Electrophysiological tests such as nerve excitability test (NET) and electroneuronography (ENoG) are commonly used to predict the prognosis of facial palsy. However, when performed early, the results are usually inconclusive because it takes approximately one week to show Wallerian degeneration after the onset of symptoms [2]. Prediction of a poor or favorable outcome in the first days after onset is therefore difficult. Edema of the damaged facial nerve and subsequent degeneration and ischemia caused by compression are considered to be related to prognosis [3]. Corticosteroids are a commonly used treatment in the early stages of palsy [4]. Surgical decompression of a damaged facial nerve has been performed as a salvage treatment option [5].

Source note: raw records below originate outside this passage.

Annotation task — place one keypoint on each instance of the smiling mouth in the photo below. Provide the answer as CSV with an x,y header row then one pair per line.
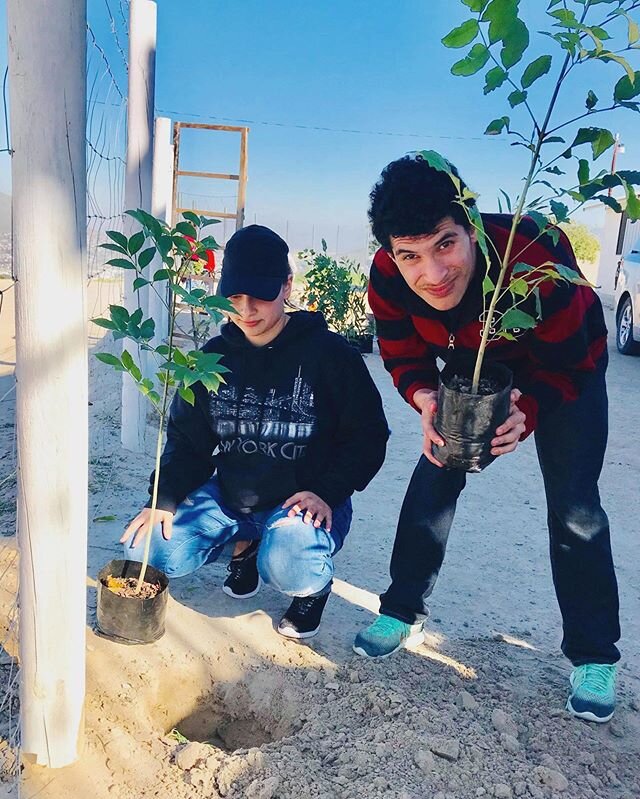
x,y
442,290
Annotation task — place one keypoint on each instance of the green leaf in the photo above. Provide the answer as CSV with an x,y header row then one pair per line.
x,y
515,44
626,89
473,62
540,219
119,314
496,126
583,171
608,56
535,70
127,359
146,256
501,16
507,199
515,319
191,217
147,328
611,202
187,230
139,282
114,248
118,237
494,78
462,35
519,287
560,211
122,263
516,97
599,138
136,241
488,286
111,360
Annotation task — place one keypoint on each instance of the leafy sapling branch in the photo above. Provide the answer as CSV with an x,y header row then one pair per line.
x,y
175,249
581,32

Contrast-enhanced T1-weighted magnetic resonance imaging (MRI) is useful as a non-invasive imaging technique to assess facial nerve damage [6]. While MRI is deemed to have little prognostic value, contrast enhancement of the nerve might be able to predict poor outcomes. Facial nerve edema and inflammation increase the severity of facial nerve paralysis, so the increase in contrast enhancement shown on MRI may be correlated with the severity of facial paralysis [7-9]. However, the benefit of contrast-enhanced MRI in determining the prognosis of facial nerve palsy remains controversial.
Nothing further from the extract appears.